The movie, which focuses on the titular superhero who is king of the fictional African country of Wakanda, is forecasted to pull in as much as $165 million in domestic box-office gross for its debut over the four-day President’s Day holiday weekend. Such a showing would hand Black Panther the largest domestic opening ever for a February release, topping the $152 million President’s Day opening for 2016’s Deadpool, the R-rated superhero flick from 21st Century Fox. (Deadpool went on to gross more than $780 million worldwide, according to Box Office Mojo.)
The Hollywood Reporter notes that NRG’s earlier tracking had estimated a $125 million opening for Black Panther as recently as two weeks ago, but the number has been climbing as buzz for the film builds. Earlier this year, online ticket-selling site Fandango said that the movie had already set a record for the best advance ticket sales of any Marvel movie on its first day of online pre-sales, while Black Panther has also been a popular topic on social media, becoming the most tweeted-about film of 2018, so far. The movie is already a hit with critics, earning a stellar 97% rating on the reviews aggregation site Rotten Tomatoes.
Get Data Sheet, Fortune’s technology newsletter.
Directed by Ryan Coogler (Creed) and starring Chadwick Boseman (Get On Up) as the Black Panther, the movie is the first standalone film for the classic Marvel Comics character after Boseman previously appeared as the Black Panther in 2016’s Marvel film, Captain America: Civil War.
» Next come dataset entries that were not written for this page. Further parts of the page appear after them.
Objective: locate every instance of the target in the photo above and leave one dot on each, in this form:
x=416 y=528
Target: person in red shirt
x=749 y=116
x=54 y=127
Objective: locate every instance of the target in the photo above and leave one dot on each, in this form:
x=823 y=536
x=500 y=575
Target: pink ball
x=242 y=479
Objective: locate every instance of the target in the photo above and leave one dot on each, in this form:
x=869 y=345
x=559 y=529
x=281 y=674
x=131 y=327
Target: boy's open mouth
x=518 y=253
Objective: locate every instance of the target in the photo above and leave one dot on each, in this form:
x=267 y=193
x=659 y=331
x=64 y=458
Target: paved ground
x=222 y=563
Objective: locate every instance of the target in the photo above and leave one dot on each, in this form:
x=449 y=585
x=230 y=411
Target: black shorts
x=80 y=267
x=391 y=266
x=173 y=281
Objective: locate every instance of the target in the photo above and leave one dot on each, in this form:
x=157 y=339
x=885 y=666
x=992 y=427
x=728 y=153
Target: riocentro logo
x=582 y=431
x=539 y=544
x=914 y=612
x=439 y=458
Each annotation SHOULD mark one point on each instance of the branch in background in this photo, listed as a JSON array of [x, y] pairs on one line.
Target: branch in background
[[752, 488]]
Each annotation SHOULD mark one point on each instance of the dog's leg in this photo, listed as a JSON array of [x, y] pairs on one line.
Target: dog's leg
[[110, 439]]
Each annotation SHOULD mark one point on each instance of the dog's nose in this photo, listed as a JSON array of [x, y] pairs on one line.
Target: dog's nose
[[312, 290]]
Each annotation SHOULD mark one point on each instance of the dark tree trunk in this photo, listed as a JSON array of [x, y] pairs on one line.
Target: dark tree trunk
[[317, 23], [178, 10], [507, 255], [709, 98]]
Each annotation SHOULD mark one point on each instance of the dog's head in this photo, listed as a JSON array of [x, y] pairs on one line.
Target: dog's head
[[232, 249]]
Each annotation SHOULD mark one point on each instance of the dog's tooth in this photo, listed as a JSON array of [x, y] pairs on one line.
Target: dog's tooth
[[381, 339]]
The title character, whose real name is T’Challa, is a superhero inhabits the same world as Marvel’s Avengers (Iron Man, the Hulk, etc.).
Boseman recently landed on the cover of TIME magazine for an article that called Marvel’s Black Panther “a major milestone” because of how it portrays a superhero of African descent while featuring a nearly all-black cast and an African-American director (Coogler). Much like the success of last year’s Warner Bros. film Wonder Woman helped change the conversation around a female superhero movie helmed by a woman director, a box-office smashing debut for Black Panther could pave the way for a similar paradigm shift in Hollywood with regard to how studios approach big-budget stories about characters of color.
Black Panther officially opens in U.S. theaters on Friday, Feb. 16.